Maybe Xen got better in the ubuntu/debian repositories but we always had some extra funky stuff.
We also ran Xen on CentOS for a while (i think we tried as from source and from repo) and i remember we sticked with 3.2 from Xensource there as well. But CentOS just drives you nuts after a while.
About KVM, its only VT right? Else your just running qemu, no?
In your case Xen still looks the best option without VT but remember that the open source Xen version doesn’t have PV drivers for Windows (at least it did not 1,5 year ago), if so CPU will be fine but network and disk i/o will be shabby.

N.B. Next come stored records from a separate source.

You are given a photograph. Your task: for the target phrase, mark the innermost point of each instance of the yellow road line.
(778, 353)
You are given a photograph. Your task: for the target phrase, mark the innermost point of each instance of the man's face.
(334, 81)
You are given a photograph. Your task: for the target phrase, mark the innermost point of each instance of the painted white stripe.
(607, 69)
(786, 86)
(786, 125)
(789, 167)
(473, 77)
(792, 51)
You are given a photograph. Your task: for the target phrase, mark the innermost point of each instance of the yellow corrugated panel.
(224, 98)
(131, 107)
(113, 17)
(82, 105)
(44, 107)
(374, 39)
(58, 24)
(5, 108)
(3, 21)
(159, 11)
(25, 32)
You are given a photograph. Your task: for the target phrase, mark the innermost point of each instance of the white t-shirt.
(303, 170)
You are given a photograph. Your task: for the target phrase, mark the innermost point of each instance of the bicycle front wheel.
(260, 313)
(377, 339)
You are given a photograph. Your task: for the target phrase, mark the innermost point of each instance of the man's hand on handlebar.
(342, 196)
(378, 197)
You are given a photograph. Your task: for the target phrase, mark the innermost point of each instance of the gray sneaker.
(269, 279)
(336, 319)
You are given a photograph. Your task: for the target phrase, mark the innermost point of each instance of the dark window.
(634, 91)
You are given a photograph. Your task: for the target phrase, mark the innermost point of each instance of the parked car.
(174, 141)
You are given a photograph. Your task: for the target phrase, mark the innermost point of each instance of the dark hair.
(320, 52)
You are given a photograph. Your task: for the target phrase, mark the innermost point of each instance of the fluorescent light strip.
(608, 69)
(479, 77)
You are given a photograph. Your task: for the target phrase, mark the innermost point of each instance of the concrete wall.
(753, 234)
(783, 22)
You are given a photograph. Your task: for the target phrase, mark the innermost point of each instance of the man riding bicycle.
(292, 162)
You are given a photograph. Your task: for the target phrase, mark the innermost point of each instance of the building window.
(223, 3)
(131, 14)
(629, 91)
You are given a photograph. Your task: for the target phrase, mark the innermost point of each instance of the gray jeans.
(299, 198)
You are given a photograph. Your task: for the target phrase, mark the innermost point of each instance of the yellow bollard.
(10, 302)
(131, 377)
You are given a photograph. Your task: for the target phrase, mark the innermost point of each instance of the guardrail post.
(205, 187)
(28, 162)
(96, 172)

Herman: I just did a quick google on ‘xen pv drivers windows’ and this brought up the following link:
http://wiki.xensource.com/xenwiki/XenWindowsGplPv
I guess that means that disk and network I/O shouldn’t be much of a problem anymore?
Then again, looking at the known issues: “0.9.8 appears to cause problems with BSOD’s and filesystem corruption under some circumstances”
Perhaps we should just start using Lotus Domino for Linux instead of the Windows version. Problem is, I don’t have any Domino experience, and my colleagues who do, don’t have that much experience with Linux. So we figured virtualisation could bring us the best of both worlds, saving us a lot of time.
But all in all I guess we’ll switch the dom0 from Ubuntu to Debian. This will have the extra benefit of being able to follow this (IMHO very promising) project:
http://hannibal.solstice.nl
Maybe in time, when all our hardware supports VT, we can make the switch to Ubuntu with KVM, but right now it’s just a bit too early.
Nice to see that things progress at least. If available I suggest running Xen 3.2 instead of 3.1, we didn’t have any stability problems with 3.2 yet.
Hannibal looks nice, from what I read quickly i like their approach. Although I didn’t take a look at the details yet.
Well… turns out we can’t use XEN after all. To use Windows you definitely need VT. So we’re now ‘stuck’ with VMware. I tried ESXi and to be honest – it works like a charm. Where I spend days trying to get XEN working (probably my bad), ESXi was set up in one evening, including a fully functional Win2003 vm. Just too bad VMware doesn’t have an Infrastructure Client for Linux, so I’m stuck with using RDP to connect to a Windows host and using the Infrastructure Client from there to connect to ESXi. So much for open source
Just buy a new server. Better then standarize on something you actually don’t want. It will haunt you later.
I just ordered a second server for KVM. So we can start migrating from Xen.